Finding the rate of change of an angle in triangle.

[ugeous]

Hello again!

The base of an isosceles triangle is 20 cm and the altitude is increasing at the rate of 1 cm/min. At what rate is the base angle increasing when the area is 100 cm^2?

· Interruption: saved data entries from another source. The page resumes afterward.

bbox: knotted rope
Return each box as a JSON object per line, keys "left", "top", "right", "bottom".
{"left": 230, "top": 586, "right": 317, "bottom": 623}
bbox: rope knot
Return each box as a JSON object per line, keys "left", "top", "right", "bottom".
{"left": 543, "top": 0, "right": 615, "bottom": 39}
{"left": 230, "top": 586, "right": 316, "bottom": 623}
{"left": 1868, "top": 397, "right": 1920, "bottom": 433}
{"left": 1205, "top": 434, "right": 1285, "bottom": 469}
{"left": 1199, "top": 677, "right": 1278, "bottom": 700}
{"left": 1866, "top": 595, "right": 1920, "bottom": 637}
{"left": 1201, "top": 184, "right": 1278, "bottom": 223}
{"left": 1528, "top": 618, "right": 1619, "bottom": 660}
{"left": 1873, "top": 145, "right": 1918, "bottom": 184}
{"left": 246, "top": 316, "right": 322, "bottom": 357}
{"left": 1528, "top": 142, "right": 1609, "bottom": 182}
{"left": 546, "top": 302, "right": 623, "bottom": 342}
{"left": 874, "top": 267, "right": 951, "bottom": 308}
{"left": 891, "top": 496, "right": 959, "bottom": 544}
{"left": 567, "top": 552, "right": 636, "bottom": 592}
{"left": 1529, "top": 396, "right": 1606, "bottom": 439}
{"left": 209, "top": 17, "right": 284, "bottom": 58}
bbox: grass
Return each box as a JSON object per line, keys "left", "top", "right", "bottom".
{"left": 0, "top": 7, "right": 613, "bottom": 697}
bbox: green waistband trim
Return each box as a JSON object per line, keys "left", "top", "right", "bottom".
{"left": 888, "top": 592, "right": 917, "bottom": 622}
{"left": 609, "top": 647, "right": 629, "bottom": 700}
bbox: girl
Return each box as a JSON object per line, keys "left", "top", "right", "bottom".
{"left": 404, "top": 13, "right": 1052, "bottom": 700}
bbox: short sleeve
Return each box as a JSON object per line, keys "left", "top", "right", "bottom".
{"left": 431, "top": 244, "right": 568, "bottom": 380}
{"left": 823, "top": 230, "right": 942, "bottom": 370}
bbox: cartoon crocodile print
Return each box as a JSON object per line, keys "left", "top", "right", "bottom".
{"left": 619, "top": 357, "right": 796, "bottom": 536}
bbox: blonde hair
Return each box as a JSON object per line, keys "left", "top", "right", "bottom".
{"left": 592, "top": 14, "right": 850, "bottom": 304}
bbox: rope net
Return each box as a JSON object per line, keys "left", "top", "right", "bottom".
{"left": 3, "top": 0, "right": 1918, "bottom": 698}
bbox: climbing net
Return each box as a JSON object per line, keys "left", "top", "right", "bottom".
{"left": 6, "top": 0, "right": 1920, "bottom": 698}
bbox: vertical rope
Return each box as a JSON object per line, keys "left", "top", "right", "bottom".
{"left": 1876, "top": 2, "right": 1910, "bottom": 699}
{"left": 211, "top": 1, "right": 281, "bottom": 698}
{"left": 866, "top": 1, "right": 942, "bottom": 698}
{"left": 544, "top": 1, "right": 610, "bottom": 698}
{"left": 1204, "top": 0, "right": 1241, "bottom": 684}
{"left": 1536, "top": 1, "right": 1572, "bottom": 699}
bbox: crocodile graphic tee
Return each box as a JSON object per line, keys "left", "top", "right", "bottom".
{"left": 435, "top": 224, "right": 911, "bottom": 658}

I think I have found the solution, but want to have someone else check it over b/c I am not 100% sure.

So...

tan$$\theta$$ = h/10
d$$\theta$$/dt = 1/10 (cos^2$$\theta$$)

A= b*h /2
100= 20h/2
h=10

at h=10
tan$$\theta$$ = 10/10
tan$$\theta$$ = 1

sin$$\theta$$ = cos$$\theta$$(tan$$\theta$$)
sin$$\theta$$=cos$$\theta$$

sin^2$$\theta$$ + cos^2$$\theta$$ = 1
cos^2$$\theta$$ + cos^2$$\theta$$ = 1
cos^2 $$\theta$$ = 1/2

d$$\theta$$/dt = 1/10(1/2) = 1/20

Answer: Rate increases at 1/20 radians/m

 

[Dick]

That looks right. But starting from tan(theta)=1, you should know the solution to that is theta=pi/4. And cos(pi/4)=sqrt(2)/2. So cos^2(theta)=2/4=1/2. Memorizing the values of trig functions at some selected values can save you that kind of roundabout way of finding cos^2(theta).

 

[ugeous]

Great! Thank you Dick!

:-)